Addressing the Class of 2014, Zoketsu Norman Fischer, a Zen Buddhist priest and poet, urged Stanford graduates to cultivate regular spiritual practices to survive the difficult human journey of life with their "hearts intact" and their "love generous and bright."

Fischer, who spoke Saturday morning in the Main Quad at Baccalaureate, a multifaith celebration for graduating students and their families and friends, titled his address, "How to Survive Your Promising Life."

Fischer, the founder of the Everyday Zen Foundation, said the defining characteristic of a spiritual practice is that it must be "useless, absolutely useless."

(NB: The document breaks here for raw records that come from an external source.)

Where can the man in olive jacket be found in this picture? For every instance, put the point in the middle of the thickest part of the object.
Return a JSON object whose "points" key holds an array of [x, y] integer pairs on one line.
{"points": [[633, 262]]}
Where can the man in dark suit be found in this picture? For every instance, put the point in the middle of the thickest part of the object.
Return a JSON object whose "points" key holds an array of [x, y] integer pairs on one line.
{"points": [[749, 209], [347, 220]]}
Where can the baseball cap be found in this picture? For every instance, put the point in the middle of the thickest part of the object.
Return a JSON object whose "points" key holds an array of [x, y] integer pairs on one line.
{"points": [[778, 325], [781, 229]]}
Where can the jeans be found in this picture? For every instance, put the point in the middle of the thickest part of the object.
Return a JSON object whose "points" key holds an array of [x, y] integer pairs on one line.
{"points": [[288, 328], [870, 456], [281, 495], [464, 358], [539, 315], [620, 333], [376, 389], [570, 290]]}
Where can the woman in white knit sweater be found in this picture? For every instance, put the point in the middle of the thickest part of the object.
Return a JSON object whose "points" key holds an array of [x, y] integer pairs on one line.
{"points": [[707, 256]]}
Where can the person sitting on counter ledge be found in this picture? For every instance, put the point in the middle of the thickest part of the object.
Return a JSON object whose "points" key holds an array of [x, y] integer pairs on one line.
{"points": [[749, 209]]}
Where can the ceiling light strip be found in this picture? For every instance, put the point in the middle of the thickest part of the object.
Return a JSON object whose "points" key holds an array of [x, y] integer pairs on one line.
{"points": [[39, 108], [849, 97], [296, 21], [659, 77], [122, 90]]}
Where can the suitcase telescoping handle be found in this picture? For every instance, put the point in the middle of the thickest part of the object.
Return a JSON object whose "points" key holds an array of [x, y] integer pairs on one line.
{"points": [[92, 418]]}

"You've been doing lots of good things for lots of good reasons for a long time now," he said, "for your physical health, your psychological health, your emotional health, for your family life, for your future success, for your economic life, for your community, for your world. But a spiritual practice is useless. It doesn't address any of those concerns. It's a practice that we do to touch our lives beyond all concerns – to reach beyond our lives to their source."

Fischer, a former abbot of the San Francisco Zen Center, the oldest and largest Buddhist institution in the West, said his practice for many years has been simply to sit in silence.

He said spiritual practices come from love, encourage love and produce more love. They require imagination and are unlimited in their variety.

"Whether or not you believe in God, you could pray," he said. "You can contemplate spiritual texts or art, poetry, sacred music. You could just walk quietly on the Earth as a spiritual practice. You could gaze at the landscape or the sea or the sky. A little tip: If you're ever in trouble, look up at the sky for a few minutes and you'll feel better."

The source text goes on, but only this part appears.